Parliamentary Replies
Published Date: 14 January 1998

Parliamentary Question on Banking Mergers

Parliamentary question on banking mergers

Date: For Parliament Sitting on 14 Jan 1998

__________________________________________________________________
Question
To ask the Deputy Prime Minister (a) if he will offer incentives to local banks to merge so that the banks may pool resources to compete with foreign banks; and (b) if he will consider reviewing shareholding ceilings of the banks incorporated in Singapore.


Answer:
1.  The financial services industry is in ferment worldwide. The driving forces are information technology and globalisation. Financial institutions are merging and restructuring, in order to derive growing economies of scale and serve customers more efficiently.

2.  It is impossible to insulate our domestic banks from these larger trends.
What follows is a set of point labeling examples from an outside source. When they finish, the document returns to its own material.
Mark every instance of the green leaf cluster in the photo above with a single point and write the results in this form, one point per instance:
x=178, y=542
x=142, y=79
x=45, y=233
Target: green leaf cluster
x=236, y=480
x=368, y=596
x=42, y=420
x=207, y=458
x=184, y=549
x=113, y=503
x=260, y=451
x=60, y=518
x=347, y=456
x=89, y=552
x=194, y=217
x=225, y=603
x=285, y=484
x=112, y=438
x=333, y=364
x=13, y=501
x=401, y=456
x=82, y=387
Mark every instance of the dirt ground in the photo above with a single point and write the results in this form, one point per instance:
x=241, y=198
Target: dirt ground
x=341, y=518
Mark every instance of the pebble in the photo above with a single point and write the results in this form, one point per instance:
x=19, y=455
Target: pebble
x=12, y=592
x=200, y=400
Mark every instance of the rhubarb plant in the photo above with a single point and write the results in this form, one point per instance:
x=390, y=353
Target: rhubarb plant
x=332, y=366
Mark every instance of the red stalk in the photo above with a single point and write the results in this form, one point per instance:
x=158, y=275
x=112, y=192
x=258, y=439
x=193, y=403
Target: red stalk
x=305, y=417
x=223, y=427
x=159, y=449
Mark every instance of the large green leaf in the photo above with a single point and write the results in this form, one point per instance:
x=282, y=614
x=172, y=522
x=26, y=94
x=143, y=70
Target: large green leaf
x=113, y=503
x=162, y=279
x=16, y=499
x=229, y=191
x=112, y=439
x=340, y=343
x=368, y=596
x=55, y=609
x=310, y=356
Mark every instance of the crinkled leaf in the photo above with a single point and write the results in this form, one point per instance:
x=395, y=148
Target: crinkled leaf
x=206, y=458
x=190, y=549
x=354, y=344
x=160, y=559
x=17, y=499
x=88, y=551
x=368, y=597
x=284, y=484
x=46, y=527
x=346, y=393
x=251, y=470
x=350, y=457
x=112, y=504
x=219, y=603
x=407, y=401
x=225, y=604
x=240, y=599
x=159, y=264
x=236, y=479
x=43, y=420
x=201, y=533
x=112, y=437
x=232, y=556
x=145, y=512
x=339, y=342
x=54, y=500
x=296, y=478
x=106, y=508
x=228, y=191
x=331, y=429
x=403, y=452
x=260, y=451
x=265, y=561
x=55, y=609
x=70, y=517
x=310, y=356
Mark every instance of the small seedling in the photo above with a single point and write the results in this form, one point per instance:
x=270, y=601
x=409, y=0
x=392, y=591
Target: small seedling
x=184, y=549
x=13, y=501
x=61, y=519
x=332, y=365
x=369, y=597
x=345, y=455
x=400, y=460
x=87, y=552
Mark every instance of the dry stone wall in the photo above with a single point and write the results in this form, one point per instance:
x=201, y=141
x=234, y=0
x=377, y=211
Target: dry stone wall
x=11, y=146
The smallness and openness of our domestic market makes us even more susceptible to them.  By international standards, our local banks are quite small. They need to grow large enough to have the economies of scale, the mass and reach to offer efficient, high quality services to Singaporeans, and to become significant regional players.

3.  Bank mergers are one way to achieve this, provided the mergers are followed through and the previously separate businesses are properly integrated and rationalised.

4.  The Minister for Finance has publicly encouraged the local banks to consider mergers. The driving forces in the industry give them strong incentive to do this, even without Government persuasion. Keppel Bank and Tat Lee Bank have just announced their intention to merge. The Government will study what more it can do to encourage the banks in this direction. 

5.  We have also informed the local banks that if they wish to bring in foreign minority partners to support a strategy of growth, and to bring in expertise and technology, the government will be supportive.

6.  MAS has no immediate plan to raise the foreign shareholding ceilings. But the matter will be studied, together with all other aspects of the Government's policy towards the financial sector, as part of the review of the sector now underway.